(Very) Basic Elastic SIEM Set up

Elastic recently released a SIEM product. This post documents a basic lab setup with Elasticsearch, Kibana, and various beat shippers for security event monitoring.

Important Caveats

This is a lab environment setup without production security configurations. My experience is limited to non-daily ELK usage, so alternative approaches may exist.

Installation Steps

Core Components

Install Elasticsearch and Kibana on Ubuntu 18.04 using official guides.
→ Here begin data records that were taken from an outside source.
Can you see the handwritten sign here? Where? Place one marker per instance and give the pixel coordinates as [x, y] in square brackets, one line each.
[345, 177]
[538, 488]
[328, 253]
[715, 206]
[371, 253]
Elasticsearch Configuration

Modifications to elasticsearch.yml were required:

• Set network host to 0.0.0.0 for remote access
• Added discovery.type: single-node for single-node cluster setup

Kibana Configuration

Similar adjustments to kibana.yml enabled network accessibility from remote machines.

Verification

Test connectivity using curl commands targeting the actual server IP rather than localhost to ensure beats can connect successfully.

Data Collection

Deploy beat shippers on Windows hosts:

• Winlogbeat: Collects Windows event logs
• Packetbeat: Requires WinPcap installation; run from command prompt (not PowerShell) for proper error visibility
• Select appropriate network interfaces for packet capture

SIEM Interface Features

Access the Kibana SIEM module at <IP>:5601. Key capabilities include:

• Hosts dashboard: Overview of monitored systems
• Event search: Query logs using intuitive search interface
• Timeline analysis: Drag-and-drop filtering by fields like source IP
• JA3 hash support: Identify TLS fingerprints and correlate similar handshakes across systems
• Raw JSON access: View complete event details

Investigation Workflow

I demonstrated tracking a PowerShell web request, then pivoted through network events, destination IPs, and TLS fingerprints—showcasing how quickly complex queries can be constructed through the GUI’s drag-and-drop interface.